Gairnder died at home, 45 Northumberland Street in Edinburgh on 12 December 1876, at the age of 86. He is buried in New Calton Burial Ground in east Edinburgh. The grave lies against the north wall. His father-in-law David Tennant of Ayr Academy (1751-1835) is also buried there.

==Works==
Gairdner wrote in Transactions of the Medico-Chirurgical Society of Edinburgh, and in the medical journals, almost to the end of his life. He also published two lectures, one on the history of the Edinburgh College of Surgeons, the other on the early history of the medical profession in Edinburgh. He published in his later years a Calendar printed on cardboard, with a cardboard slide, for the verification of dates.
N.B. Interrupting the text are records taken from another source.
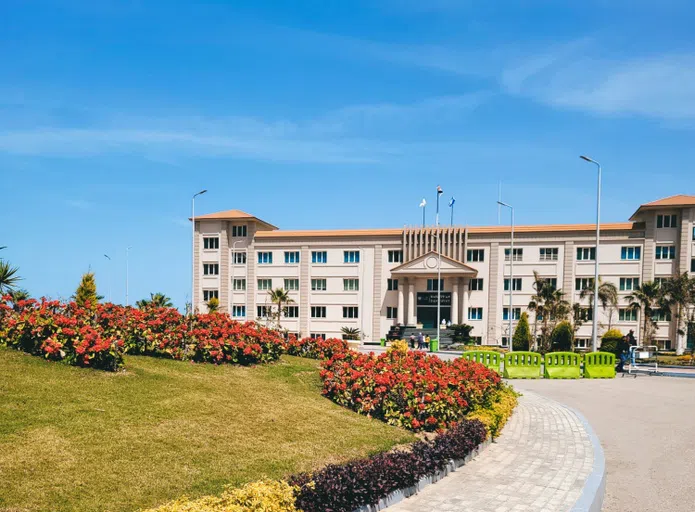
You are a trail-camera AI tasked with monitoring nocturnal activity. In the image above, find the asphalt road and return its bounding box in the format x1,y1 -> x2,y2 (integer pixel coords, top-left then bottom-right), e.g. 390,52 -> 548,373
511,376 -> 695,512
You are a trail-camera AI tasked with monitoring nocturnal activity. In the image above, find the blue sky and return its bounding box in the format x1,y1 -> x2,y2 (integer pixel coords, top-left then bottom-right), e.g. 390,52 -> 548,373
0,0 -> 695,306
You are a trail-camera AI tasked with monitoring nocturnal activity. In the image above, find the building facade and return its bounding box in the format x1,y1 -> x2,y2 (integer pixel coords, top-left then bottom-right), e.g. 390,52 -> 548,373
193,195 -> 695,351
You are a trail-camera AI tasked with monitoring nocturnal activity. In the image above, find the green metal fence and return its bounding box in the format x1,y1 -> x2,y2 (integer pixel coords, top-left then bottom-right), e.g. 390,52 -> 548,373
584,352 -> 615,379
461,350 -> 502,373
543,352 -> 581,379
504,352 -> 541,379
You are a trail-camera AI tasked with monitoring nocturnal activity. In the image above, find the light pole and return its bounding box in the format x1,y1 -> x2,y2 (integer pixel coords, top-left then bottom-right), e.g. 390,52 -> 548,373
231,240 -> 243,315
497,201 -> 514,352
191,189 -> 207,314
125,245 -> 133,306
579,155 -> 601,352
436,185 -> 444,350
104,254 -> 111,302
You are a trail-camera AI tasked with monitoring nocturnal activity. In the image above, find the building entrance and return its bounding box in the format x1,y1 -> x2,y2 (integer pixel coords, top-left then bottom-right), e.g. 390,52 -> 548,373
417,306 -> 451,329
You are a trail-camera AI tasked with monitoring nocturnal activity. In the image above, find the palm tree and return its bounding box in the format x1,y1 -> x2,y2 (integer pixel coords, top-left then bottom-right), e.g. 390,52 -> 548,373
661,272 -> 695,355
625,281 -> 663,345
528,270 -> 571,350
135,292 -> 174,309
579,276 -> 618,330
268,288 -> 294,328
0,260 -> 22,295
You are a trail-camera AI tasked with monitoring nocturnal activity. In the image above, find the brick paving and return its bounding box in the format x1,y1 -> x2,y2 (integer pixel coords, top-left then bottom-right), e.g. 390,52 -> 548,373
388,392 -> 593,512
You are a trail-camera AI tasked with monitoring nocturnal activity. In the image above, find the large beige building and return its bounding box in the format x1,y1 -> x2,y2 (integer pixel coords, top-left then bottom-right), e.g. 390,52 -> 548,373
193,195 -> 695,350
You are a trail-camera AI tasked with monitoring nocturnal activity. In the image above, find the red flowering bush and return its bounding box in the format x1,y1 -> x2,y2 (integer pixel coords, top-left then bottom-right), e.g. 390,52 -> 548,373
321,351 -> 502,431
287,336 -> 348,359
0,299 -> 123,370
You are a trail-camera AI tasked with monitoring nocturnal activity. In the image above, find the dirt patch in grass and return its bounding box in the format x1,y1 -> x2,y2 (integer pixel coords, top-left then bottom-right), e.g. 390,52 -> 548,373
0,348 -> 413,511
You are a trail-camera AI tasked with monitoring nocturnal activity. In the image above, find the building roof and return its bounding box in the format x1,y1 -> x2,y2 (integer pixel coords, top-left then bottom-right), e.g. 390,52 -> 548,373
256,229 -> 403,238
193,210 -> 277,229
630,194 -> 695,220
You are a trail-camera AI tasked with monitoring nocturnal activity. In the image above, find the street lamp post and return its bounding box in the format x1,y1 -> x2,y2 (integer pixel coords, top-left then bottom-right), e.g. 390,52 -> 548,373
125,245 -> 133,306
579,155 -> 601,352
104,254 -> 111,302
191,189 -> 207,314
436,185 -> 444,350
497,201 -> 514,352
231,240 -> 243,315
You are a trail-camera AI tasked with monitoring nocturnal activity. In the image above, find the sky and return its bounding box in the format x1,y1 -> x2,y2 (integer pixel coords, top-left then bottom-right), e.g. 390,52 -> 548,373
0,0 -> 695,307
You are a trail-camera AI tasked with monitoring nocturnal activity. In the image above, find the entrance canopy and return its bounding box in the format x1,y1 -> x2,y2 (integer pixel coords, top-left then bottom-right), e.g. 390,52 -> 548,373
391,251 -> 478,277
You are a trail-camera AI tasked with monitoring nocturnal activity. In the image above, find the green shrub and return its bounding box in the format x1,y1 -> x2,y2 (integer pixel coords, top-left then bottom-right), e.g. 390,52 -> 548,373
600,329 -> 630,357
550,322 -> 574,352
146,480 -> 297,512
512,311 -> 531,351
466,386 -> 519,439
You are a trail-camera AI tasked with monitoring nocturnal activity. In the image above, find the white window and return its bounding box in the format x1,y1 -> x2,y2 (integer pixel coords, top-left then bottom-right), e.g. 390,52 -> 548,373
256,306 -> 273,318
285,251 -> 299,264
468,308 -> 483,320
232,224 -> 247,238
343,251 -> 360,263
620,277 -> 639,292
540,247 -> 558,261
577,247 -> 596,261
466,249 -> 485,261
656,215 -> 678,228
502,308 -> 521,320
388,251 -> 403,263
203,236 -> 220,249
203,263 -> 220,276
343,306 -> 359,318
470,277 -> 483,292
618,309 -> 637,322
311,251 -> 328,263
504,247 -> 524,261
574,277 -> 594,292
258,279 -> 273,290
652,309 -> 671,322
258,251 -> 273,265
203,290 -> 220,302
311,306 -> 326,318
427,279 -> 444,292
656,245 -> 676,260
343,279 -> 360,292
620,246 -> 642,260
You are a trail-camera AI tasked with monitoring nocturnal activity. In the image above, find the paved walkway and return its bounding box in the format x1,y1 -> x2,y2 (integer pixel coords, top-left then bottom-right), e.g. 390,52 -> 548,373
388,392 -> 594,512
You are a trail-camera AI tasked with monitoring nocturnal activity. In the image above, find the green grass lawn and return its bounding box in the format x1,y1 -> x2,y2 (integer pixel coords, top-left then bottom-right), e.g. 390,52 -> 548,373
0,348 -> 413,512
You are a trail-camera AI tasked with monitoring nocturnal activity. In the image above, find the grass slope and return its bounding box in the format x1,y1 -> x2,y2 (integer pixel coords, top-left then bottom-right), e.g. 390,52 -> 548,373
0,348 -> 413,511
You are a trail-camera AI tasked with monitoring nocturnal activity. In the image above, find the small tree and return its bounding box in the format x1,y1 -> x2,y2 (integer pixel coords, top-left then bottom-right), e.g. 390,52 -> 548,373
512,311 -> 531,351
550,321 -> 574,352
73,272 -> 104,307
208,297 -> 220,313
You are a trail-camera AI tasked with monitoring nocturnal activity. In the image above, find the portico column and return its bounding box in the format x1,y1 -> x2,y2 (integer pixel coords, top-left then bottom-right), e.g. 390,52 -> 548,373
461,278 -> 471,323
408,279 -> 417,325
450,277 -> 460,324
398,283 -> 405,325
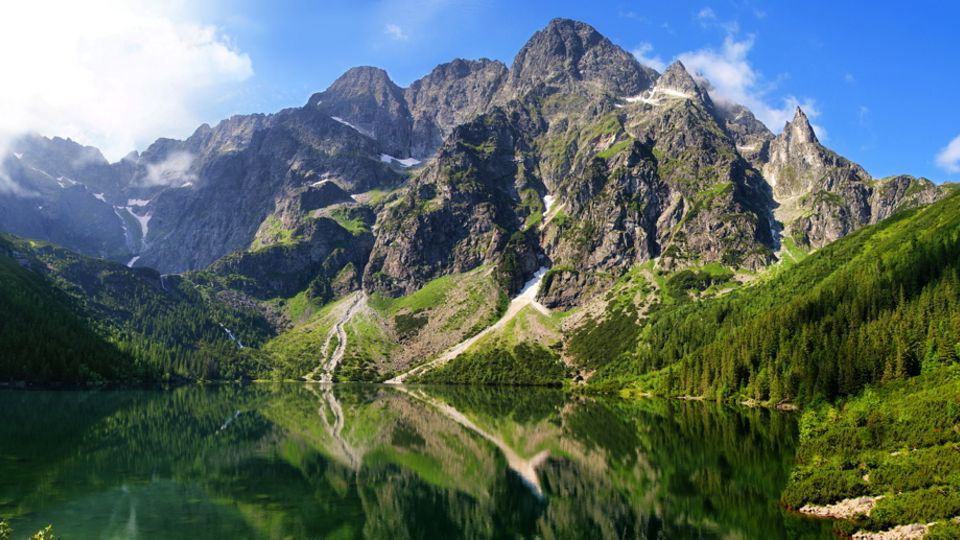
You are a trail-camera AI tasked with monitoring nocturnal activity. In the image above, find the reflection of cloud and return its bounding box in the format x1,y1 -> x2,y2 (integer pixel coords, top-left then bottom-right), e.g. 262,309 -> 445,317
383,23 -> 410,41
141,152 -> 197,186
680,35 -> 826,140
633,41 -> 667,73
0,0 -> 253,160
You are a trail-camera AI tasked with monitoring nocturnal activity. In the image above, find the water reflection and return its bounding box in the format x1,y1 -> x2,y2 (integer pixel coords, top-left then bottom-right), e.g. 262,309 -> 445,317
0,384 -> 830,538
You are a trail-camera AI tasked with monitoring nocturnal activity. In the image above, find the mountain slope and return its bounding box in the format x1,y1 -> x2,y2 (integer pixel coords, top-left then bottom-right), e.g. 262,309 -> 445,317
0,236 -> 271,383
0,235 -> 135,383
595,188 -> 960,403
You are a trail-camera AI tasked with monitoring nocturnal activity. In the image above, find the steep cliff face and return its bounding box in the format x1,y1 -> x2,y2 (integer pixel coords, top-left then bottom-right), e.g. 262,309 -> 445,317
364,109 -> 543,294
498,19 -> 656,102
543,63 -> 774,306
404,58 -> 507,160
307,67 -> 412,158
209,218 -> 373,303
0,15 -> 942,316
763,108 -> 943,248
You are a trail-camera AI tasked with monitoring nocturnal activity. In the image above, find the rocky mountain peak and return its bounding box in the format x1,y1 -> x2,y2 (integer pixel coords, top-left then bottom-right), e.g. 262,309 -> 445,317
506,19 -> 657,98
323,66 -> 402,103
781,107 -> 820,144
306,66 -> 411,157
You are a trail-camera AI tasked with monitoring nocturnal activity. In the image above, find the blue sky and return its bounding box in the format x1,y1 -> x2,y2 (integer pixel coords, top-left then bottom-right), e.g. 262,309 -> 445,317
0,0 -> 960,181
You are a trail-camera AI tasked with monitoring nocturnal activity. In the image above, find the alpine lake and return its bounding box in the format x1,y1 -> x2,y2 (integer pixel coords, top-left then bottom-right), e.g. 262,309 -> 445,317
0,383 -> 833,540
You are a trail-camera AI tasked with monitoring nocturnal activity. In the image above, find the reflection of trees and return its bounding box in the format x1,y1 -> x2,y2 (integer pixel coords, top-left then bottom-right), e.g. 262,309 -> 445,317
0,384 -> 828,539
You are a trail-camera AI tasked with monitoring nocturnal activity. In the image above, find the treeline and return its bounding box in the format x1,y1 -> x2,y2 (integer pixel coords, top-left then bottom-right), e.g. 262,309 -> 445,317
0,236 -> 270,383
596,192 -> 960,402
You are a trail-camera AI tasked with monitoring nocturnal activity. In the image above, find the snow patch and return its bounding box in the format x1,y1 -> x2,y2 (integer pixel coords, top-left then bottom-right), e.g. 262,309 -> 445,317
330,116 -> 373,139
219,323 -> 243,349
57,176 -> 77,188
124,206 -> 153,249
380,154 -> 420,167
622,87 -> 693,106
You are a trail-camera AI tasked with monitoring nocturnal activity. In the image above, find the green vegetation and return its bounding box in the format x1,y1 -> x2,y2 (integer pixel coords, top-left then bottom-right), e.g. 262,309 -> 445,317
412,343 -> 569,386
782,364 -> 960,533
0,236 -> 270,384
261,299 -> 346,379
330,207 -> 370,235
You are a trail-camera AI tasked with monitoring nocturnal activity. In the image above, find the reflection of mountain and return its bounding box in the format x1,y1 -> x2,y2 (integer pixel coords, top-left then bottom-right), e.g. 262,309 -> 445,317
0,384 -> 832,538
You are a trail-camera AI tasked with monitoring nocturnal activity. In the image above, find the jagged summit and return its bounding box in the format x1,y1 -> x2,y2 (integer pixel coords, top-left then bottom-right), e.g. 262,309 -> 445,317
782,107 -> 820,144
507,19 -> 657,97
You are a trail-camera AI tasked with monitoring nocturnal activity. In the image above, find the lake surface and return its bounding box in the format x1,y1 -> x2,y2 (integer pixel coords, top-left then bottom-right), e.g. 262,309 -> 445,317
0,384 -> 832,540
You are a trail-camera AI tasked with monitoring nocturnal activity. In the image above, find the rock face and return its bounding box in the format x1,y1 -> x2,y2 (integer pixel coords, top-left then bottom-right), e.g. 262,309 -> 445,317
762,108 -> 942,248
0,19 -> 942,312
364,109 -> 542,294
404,58 -> 507,159
210,218 -> 373,302
307,67 -> 412,157
499,19 -> 657,102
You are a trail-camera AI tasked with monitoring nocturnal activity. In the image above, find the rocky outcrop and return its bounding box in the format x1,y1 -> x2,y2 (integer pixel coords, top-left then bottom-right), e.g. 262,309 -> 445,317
307,66 -> 412,158
762,108 -> 943,248
364,109 -> 542,294
404,58 -> 507,159
209,218 -> 373,302
498,19 -> 657,102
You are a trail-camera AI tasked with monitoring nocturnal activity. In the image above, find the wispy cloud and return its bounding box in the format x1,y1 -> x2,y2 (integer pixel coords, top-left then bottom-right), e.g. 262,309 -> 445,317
936,135 -> 960,173
633,41 -> 667,72
0,0 -> 253,159
383,23 -> 410,41
680,34 -> 827,140
140,152 -> 197,187
696,7 -> 740,34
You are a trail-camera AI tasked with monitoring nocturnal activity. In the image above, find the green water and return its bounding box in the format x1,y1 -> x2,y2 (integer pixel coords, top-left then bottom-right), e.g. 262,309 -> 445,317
0,384 -> 831,540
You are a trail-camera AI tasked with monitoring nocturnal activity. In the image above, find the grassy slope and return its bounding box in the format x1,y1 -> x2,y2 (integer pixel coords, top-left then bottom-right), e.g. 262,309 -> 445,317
0,236 -> 269,382
588,192 -> 960,402
417,306 -> 569,385
0,240 -> 134,382
783,365 -> 960,537
571,192 -> 960,538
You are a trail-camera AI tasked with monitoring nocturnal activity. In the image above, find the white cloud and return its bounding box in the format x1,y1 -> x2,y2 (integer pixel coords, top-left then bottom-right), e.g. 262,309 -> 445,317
0,0 -> 253,160
633,41 -> 667,72
697,7 -> 740,34
680,35 -> 827,140
937,135 -> 960,173
697,7 -> 717,22
141,152 -> 197,187
383,23 -> 410,41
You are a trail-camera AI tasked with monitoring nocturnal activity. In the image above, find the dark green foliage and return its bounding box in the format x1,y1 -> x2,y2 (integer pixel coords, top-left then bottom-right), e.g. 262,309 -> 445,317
414,343 -> 568,386
595,192 -> 960,403
0,237 -> 270,383
782,365 -> 960,532
0,241 -> 137,383
567,303 -> 641,369
667,269 -> 733,302
393,313 -> 429,340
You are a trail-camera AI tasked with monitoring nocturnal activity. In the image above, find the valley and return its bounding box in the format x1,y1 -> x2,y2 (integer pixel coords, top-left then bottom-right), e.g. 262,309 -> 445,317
0,14 -> 960,538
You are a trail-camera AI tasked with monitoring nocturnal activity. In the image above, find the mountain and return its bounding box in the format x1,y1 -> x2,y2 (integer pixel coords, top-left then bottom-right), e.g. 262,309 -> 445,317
0,235 -> 272,384
0,19 -> 945,380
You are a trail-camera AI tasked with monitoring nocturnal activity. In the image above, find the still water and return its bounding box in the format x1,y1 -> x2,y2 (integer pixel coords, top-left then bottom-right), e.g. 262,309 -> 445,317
0,384 -> 832,540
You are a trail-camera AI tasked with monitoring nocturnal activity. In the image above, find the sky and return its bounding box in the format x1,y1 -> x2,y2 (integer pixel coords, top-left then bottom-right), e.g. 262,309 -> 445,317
0,0 -> 960,181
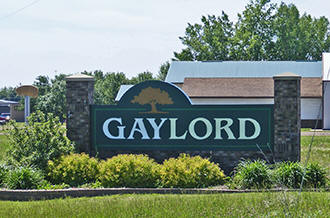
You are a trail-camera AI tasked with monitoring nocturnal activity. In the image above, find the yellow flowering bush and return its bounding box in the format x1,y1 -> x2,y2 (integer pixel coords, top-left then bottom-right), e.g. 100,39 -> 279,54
99,154 -> 159,187
48,153 -> 99,187
160,154 -> 225,188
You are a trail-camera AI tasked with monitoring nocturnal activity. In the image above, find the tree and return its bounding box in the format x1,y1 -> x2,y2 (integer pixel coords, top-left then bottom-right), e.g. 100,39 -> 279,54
131,87 -> 173,113
157,61 -> 170,81
174,0 -> 330,61
130,71 -> 155,85
174,12 -> 233,61
0,87 -> 20,101
231,0 -> 275,61
35,74 -> 66,121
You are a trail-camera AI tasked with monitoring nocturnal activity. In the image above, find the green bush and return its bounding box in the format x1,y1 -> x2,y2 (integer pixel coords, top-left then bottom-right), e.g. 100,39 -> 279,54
161,154 -> 225,188
4,167 -> 45,189
7,111 -> 73,170
275,161 -> 307,188
99,154 -> 159,187
233,160 -> 273,189
305,163 -> 327,188
0,163 -> 9,186
47,153 -> 99,187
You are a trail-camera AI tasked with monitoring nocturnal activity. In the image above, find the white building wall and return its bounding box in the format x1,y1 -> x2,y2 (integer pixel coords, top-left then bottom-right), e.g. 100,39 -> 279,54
191,98 -> 320,120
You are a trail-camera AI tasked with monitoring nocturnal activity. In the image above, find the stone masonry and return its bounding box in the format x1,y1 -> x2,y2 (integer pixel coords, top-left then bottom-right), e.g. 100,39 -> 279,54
273,73 -> 301,161
66,74 -> 94,153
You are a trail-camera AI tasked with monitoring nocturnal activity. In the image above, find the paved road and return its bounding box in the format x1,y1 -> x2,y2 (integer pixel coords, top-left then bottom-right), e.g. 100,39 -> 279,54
301,130 -> 330,137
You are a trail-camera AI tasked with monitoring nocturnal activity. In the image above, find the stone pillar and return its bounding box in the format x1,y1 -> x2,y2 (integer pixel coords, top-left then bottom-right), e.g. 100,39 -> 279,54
66,74 -> 94,153
273,73 -> 301,161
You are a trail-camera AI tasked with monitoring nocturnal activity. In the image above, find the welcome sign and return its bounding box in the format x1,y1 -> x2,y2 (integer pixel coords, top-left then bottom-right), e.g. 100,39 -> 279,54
91,81 -> 273,151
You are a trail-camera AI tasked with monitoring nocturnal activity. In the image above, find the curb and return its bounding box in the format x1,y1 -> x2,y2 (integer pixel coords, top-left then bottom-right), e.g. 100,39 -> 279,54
0,188 -> 329,201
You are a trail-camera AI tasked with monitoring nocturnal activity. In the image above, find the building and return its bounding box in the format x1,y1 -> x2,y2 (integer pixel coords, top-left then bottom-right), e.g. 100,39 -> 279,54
0,99 -> 24,122
116,53 -> 330,129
Robert Burns and the Ayrshire Moderates (1883) was published after Gairdner's death. It reprinted anonymous letters in The Scotsman on Robert Burns.

==Family==
In 1817 Gairdner married his cousin Susanna Tennant (d.1860), a granddaughter of Dr William Dalrymple of Ayr. Together they had two daughters and three sons. He survived his wife by 16 years, and he was survived by his children. His sons were William Tennant Gairdner, Professor of Medicine at the University of Glasgow and archivist and historian James Gairdner.